Deux ans après Cloclo, France craque pour un chanteur de son âge au look hippie, qu’elle rencontre dans les coulisses de la comédie musicale « Hair ». Julien est en pleine gloire, ce que vit assez mal une France Gall alors aux creux de la vague. En 1974, elle quitte son amoureux à qui son chagrin inspire « Souffrir par toi n’est pas souffrir ». Il espère son retour mais un autre a déjà investi le cœur de la demoiselle.

Michel Berger

A-t-il été son Pygmalion après avoir été son sauveur, à une époque où la chanteuse doutait de sa longévité ? En 1973, elle a un coup de foudre pour lui, d’abord musical lorsqu’elle entend Berger chanter « Attends-moi ». « J’aurai ce mec et j’aurai ses chansons », aurait-elle dit, selon le biographe Alain Wodrascka.
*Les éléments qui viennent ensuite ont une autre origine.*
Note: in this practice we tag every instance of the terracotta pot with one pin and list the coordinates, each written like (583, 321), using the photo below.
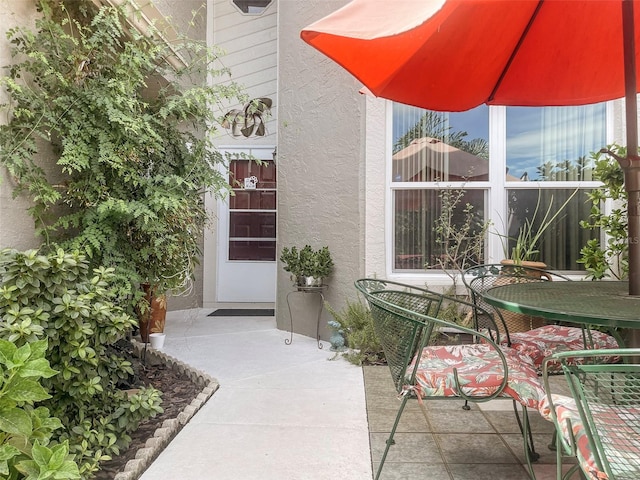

Il la remet en selle avec « La déclaration d’amour », puis les sentiments s’en mêlent. Suivront presque vingt ans d’amour, deux enfants et des tubes à n’en plus finir, jusqu’à la mort du chanteur en 1992.

Coluche

L’homme à la salopette était d’abord l’ami de Michel Berger qui l’invitera à chanter avec lui un tube créé par France en 1977, « Si maman, si ». C’était en novembre 1980, dans une émission des Carpentier. Coluche deviendra du même coup un proche de la chanteuse qui soutiendra son action humanitaire en venant chanter pour les Restos du cœur dans « Les Enfoirés chantent Starmania » en février 1993, aux côtés de Goldman, Bruel, Dutronc et les autres.

Daniel Balavoine

 L’ami, le frère, le compagnon des combats. Il jouait son amoureux en 1979 dans Starmania ; et il est vite devenu un proche, un double, notamment dans leur combat commun pour les peuples africains en détresse. En 1986, sa mort lui arrache le cœur. La douleur comme muse : Elle demandera à Berger de lui écrire un hommage à Balavoine.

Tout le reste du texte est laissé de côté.